Rather than it being something in the future, she pondered whether she could be self-employed "right now" and she made a few inquiries as to whether there would be work for her.

She embarked on her new venture last month and she was booked out until mid-March, quipping "some of that is the pandemic, not my winning personality".

She attributed the demand due to a scarcity of "data people" and she had also hit a certain level of seniority which also helped.

All her work was in the agricultural sector and she was grateful for her "lived experiences", as well as her qualifications, which helped with her understanding of the sector.

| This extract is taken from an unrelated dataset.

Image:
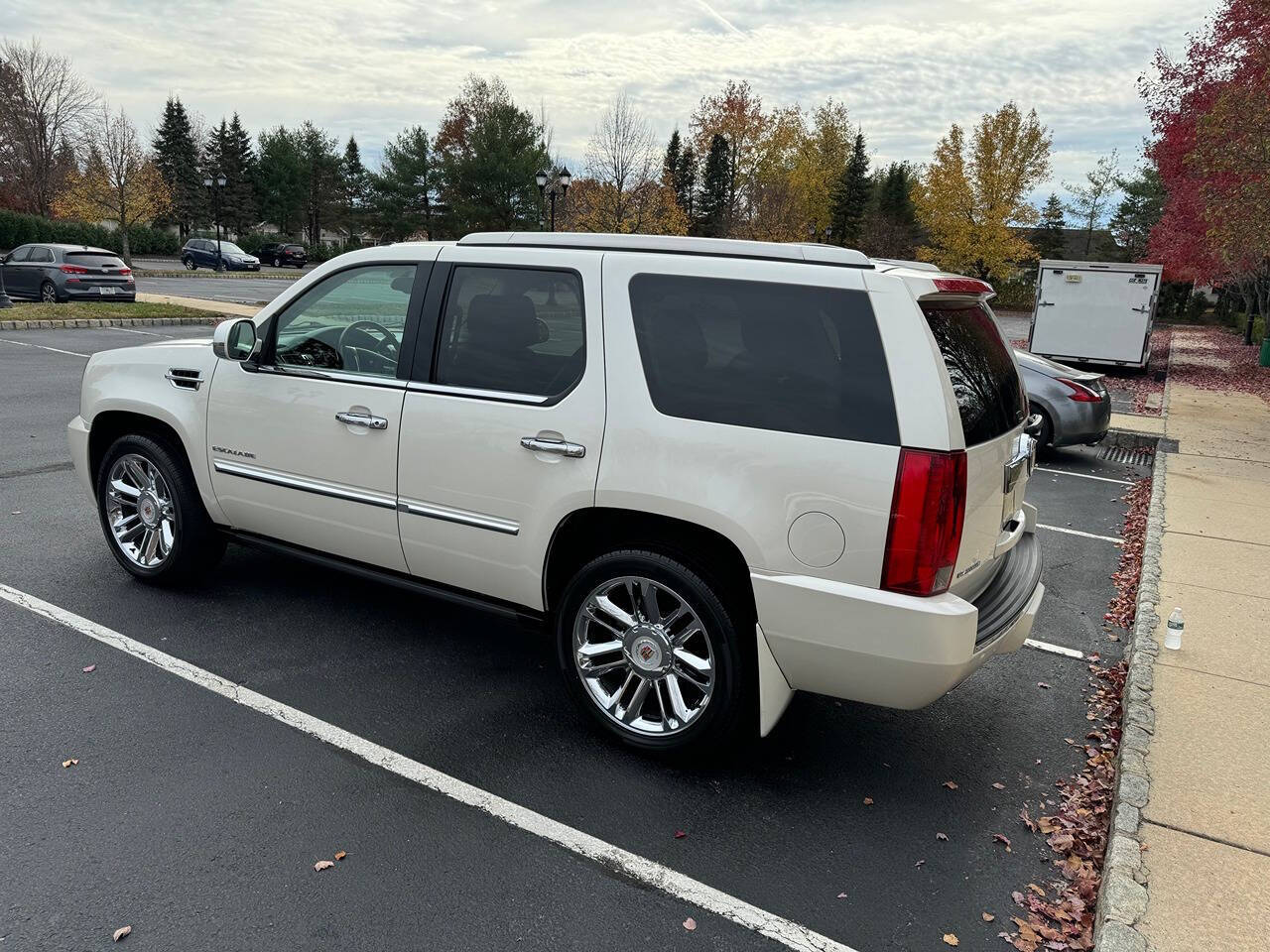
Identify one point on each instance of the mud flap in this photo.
(774, 690)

"I get it. There’s a whole textbook to be written from people that grew up on a farm," she said.

Dr Dennis, her partner and young son lived on a 30ha property — "some of the roughest land you could ever come across" — but, for her, it was "paradise".

Growing up on the Southland dairy farm, she fondly recalled her school holidays spent on the farm and she wanted to provide that same upbringing to her son.

"I’ll work extra hard during school terms, school holidays we’ll play on our farm," she said.

Covid-19 had caused many people to reassess what was important to them. In the agricultural sector, people were also having to come "out from off the farm and interact".

"Just doing what you were doing before and keeping yourself isolated isn’t going to work for a future business. You do need to keep yourself informed," she said.

Things were changing — not always for the worse — and farmers did need outside help and that was "probably for the better", she said.

When it came to a job, Dr Dennis said she just wanted to work hard — "I don’t really care what it is, as long as it’s challenging and the people are nice. Agriculture has always delivered, there’s always someone doing something exciting somewhere," she said.

When Dr Dennis studied science, there was the inference you were not a real scientist until you left New Zealand — "that’s my take on it" — yet, she forged an enjoyable career in Otago.

"So I guess I’m not a proper scientist," she joked.

If you wanted to stay in one location, then you had to be flexible about what you worked on and she had done that.

She had never really had a plan, her career had just evolved in small steps.

"The whole self-employment thing, if it floats your boat, then it’s just really exciting to do," she said.